编程语言	`--language` 参数值	文件后缀
Python	`python`	`.py`
JavaScript	`javascript`	`.js` , `.jsx`
TypeScript	`typescript`	`.ts` , `.tsx`
PHP	`php`	`.php`
Ruby	`ruby`	`.rb`
C	`c`	`.c` , `.h`
C++	`cpp`	`.cpp` , `.hpp` , `.cc` , `.hh` , `.cxx` , `.hxx`
C#	`c_sharp`	`.cs`
Java	`java`	`.java`
Go	`go`	`.go`
Rust	`rust`	`.rs`
Solidity	`solidity`	`.sol`
Cairo	`cairo`	`.cairo`
Haskell	`haskell`	`.hs`
Circom	`circom`	`.circom`
Erlang	`erlang`	`.erl`

Graph Model

图模型

Node kinds:

function

method

class

module

struct

interface

trait

enum

namespace

contract

library

Edge kinds:

calls

inherits

implements

contains

imports

Edge confidence:

certain

(direct call,

self.method()

inferred

(attribute access on non-self object),

uncertain

(dynamic dispatch)

节点类型：

function

method

class

module

struct

interface

trait

enum

namespace

contract

library

边类型：

calls

inherits

implements

contains

imports

边置信度：

certain

（直接调用，

self.method()

）,

inferred

（非self对象的属性访问）,

uncertain

（动态分发）

Per Code Unit

每个代码单元包含

Parameters with types, return types, exception types
Cyclomatic complexity and branch metadata
Docstrings

Annotations:

assumption

precondition

postcondition

invariant

blast_radius

privilege_boundary

taint_propagation

带类型的参数、返回类型、异常类型
圈复杂度和分支元数据
文档字符串

注解：

assumption

precondition

postcondition

invariant

blast_radius

privilege_boundary

taint_propagation

Per Edge

每条边包含

Source/target node IDs, edge kind, confidence level

源/目标节点ID、边类型、置信度级别

Project Level

项目级别包含

Dependencies (imported packages)
Entrypoints with trust levels and asset values
Named subgraphs (populated by pre-analysis)

依赖（导入的包）
带信任级别和资产价值的入口点
命名子图（由预分析填充）

Key Concepts

核心概念

Declared contract vs. effective input domain: Trailmark separates what a function declares it accepts from what can actually reach it via call paths.

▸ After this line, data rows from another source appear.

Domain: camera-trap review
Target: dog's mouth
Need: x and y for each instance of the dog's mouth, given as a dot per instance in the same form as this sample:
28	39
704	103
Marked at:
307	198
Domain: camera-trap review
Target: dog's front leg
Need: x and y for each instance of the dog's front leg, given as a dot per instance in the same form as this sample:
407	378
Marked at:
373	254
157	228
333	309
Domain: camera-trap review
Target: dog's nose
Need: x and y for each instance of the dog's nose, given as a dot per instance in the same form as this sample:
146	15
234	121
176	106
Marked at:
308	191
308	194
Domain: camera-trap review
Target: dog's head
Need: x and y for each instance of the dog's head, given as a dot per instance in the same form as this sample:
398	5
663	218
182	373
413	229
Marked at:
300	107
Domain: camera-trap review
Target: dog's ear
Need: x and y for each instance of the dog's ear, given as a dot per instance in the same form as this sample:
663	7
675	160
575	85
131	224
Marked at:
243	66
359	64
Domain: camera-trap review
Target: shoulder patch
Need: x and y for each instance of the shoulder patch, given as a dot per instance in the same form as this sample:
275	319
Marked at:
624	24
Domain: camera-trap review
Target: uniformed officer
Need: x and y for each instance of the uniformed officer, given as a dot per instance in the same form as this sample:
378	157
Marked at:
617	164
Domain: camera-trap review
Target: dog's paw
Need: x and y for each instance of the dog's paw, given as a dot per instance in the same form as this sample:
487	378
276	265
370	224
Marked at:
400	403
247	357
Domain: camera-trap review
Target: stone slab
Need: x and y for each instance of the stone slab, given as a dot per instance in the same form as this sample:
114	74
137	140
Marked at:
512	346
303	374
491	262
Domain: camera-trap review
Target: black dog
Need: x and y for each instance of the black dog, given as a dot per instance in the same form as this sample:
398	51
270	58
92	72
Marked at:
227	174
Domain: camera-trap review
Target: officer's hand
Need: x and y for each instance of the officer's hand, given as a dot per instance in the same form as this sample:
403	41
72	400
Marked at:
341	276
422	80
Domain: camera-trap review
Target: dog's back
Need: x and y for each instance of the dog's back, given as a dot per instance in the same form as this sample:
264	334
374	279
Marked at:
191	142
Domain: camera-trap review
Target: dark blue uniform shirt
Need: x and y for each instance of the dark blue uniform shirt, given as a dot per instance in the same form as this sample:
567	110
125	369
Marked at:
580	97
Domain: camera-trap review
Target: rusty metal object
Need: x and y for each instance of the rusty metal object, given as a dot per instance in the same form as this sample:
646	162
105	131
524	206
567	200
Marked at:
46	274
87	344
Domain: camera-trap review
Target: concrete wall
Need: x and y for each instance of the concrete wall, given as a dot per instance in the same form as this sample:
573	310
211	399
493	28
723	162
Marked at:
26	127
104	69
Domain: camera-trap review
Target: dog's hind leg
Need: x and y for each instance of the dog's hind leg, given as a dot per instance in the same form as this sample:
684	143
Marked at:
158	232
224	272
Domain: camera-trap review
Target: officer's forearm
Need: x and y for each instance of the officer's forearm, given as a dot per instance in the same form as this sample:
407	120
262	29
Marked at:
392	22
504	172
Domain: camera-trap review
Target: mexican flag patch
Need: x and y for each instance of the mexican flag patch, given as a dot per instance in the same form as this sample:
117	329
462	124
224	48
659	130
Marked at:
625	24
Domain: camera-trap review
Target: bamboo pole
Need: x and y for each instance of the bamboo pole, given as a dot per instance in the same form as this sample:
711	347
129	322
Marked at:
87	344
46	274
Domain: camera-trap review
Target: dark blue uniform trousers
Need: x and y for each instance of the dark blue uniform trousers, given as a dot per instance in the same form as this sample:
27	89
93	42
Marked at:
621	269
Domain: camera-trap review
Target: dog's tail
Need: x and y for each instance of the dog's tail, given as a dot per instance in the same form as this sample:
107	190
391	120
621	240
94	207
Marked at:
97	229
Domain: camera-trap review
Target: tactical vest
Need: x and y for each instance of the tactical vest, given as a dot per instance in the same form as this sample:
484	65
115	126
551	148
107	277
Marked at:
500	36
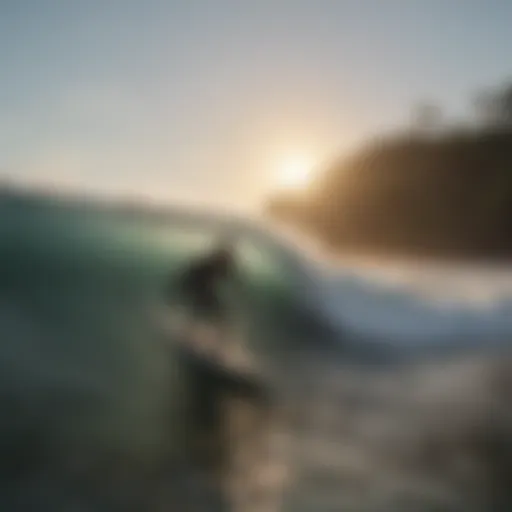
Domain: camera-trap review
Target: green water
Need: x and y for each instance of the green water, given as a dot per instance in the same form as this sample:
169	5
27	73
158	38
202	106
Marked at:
92	370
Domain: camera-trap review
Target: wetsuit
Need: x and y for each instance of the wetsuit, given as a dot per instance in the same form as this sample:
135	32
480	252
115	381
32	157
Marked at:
199	285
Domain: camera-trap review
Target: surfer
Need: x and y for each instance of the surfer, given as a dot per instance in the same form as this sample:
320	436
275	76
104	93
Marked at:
200	285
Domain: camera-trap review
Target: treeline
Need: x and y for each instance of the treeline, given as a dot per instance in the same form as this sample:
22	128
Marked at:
435	190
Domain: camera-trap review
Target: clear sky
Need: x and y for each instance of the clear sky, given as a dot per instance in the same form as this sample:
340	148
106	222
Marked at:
200	100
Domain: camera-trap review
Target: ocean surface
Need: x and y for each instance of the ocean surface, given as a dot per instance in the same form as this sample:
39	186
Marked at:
397	374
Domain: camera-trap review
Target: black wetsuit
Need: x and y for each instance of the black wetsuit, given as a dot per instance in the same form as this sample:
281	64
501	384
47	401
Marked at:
199	285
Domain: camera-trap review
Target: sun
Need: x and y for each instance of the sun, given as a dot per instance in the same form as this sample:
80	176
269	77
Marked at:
294	173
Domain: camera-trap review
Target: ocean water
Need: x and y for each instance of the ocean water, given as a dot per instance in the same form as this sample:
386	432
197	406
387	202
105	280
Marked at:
391	382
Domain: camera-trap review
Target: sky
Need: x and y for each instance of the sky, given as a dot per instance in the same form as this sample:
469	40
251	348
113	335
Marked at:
200	101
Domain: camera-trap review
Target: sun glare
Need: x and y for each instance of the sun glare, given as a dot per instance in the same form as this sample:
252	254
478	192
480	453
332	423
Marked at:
294	173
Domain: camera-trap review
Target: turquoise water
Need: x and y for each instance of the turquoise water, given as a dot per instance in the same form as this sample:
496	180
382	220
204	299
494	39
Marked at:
85	284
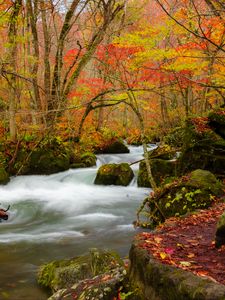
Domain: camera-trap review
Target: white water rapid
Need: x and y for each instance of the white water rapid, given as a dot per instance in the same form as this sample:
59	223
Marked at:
62	215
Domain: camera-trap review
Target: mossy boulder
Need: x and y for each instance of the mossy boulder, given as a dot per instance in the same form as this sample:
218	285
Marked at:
43	162
4	176
63	274
163	151
195	191
161	169
175	138
158	281
217	122
105	286
220	231
203	148
114	146
82	160
114	174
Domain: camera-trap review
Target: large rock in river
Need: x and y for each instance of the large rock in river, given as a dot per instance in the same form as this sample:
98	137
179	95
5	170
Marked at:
115	146
114	174
64	274
160	170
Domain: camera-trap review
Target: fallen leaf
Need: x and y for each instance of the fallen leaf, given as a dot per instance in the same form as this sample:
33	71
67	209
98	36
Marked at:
185	263
163	255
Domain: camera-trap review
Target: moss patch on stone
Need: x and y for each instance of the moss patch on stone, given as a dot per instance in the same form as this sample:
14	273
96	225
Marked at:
114	174
161	169
4	176
64	273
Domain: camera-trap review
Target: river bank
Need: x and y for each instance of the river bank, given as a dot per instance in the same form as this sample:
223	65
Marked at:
63	215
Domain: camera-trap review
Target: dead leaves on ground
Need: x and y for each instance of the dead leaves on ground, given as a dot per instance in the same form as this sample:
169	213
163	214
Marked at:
188	243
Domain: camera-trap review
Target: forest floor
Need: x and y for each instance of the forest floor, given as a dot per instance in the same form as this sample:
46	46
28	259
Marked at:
189	243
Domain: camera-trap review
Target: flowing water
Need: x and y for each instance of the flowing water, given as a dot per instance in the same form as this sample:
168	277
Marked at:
59	216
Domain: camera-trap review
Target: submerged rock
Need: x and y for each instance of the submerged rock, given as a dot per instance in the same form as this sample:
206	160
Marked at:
158	281
63	274
104	286
220	231
116	174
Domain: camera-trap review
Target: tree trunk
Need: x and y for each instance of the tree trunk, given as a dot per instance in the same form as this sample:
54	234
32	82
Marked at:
12	34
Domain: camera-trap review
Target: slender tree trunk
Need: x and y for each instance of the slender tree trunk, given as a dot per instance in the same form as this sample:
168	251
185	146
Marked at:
12	34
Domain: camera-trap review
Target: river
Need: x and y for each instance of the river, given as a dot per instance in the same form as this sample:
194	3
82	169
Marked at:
60	216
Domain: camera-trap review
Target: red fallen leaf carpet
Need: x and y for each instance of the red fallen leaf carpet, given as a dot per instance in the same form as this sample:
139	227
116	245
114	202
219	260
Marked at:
188	243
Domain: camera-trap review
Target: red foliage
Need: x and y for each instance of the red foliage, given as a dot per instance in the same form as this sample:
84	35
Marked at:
188	243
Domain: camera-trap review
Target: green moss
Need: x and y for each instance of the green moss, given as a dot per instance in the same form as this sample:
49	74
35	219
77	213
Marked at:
4	176
116	174
161	169
65	273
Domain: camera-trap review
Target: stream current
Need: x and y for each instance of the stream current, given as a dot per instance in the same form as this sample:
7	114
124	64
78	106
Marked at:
60	216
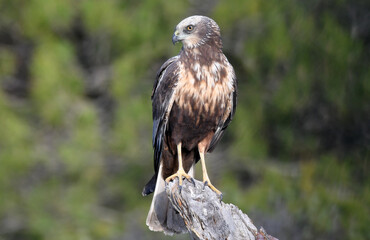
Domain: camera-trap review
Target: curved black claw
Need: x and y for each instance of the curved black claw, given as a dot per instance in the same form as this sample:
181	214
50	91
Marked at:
204	185
192	180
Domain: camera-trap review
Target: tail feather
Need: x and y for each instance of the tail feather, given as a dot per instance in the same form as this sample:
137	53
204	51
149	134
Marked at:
162	217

Mismatches are where vulnerabilities hide:

Widening: Unconstrained data reaches a function that assumes validation
Safe by coincidence: No validation, but only safe callers exist today

Edge confidence: Dynamic dispatch produces

uncertain

edges. Account for confidence when making security claims.

Subgraphs: Named collections of node IDs produced by pre-analysis. Query with

engine.subgraph("name")

. Available after

engine.preanalysis()

声明约定 vs 实际输入域： Trailmark会区分函数声明接受的输入，和通过调用路径实际可抵达的输入。两者不匹配的地方就是漏洞隐藏的位置：

放宽校验： 未做约束的数据抵达了假设已做校验的函数
巧合安全： 没有校验，但当前只有安全的调用方

边置信度： 动态分发会产生

uncertain

边，在做安全声明时需要考虑置信度。

子图： 预分析生成的命名节点ID集合，可通过

engine.subgraph("name")

查询，在运行

engine.preanalysis()

后可用。

Query Patterns

查询模式

See references/query-patterns.md for common security analysis patterns.

See references/preanalysis-passes.md for pre-analysis pass documentation.

常见安全分析模式请参考references/query-patterns.md。

预分析流程文档请参考references/preanalysis-passes.md。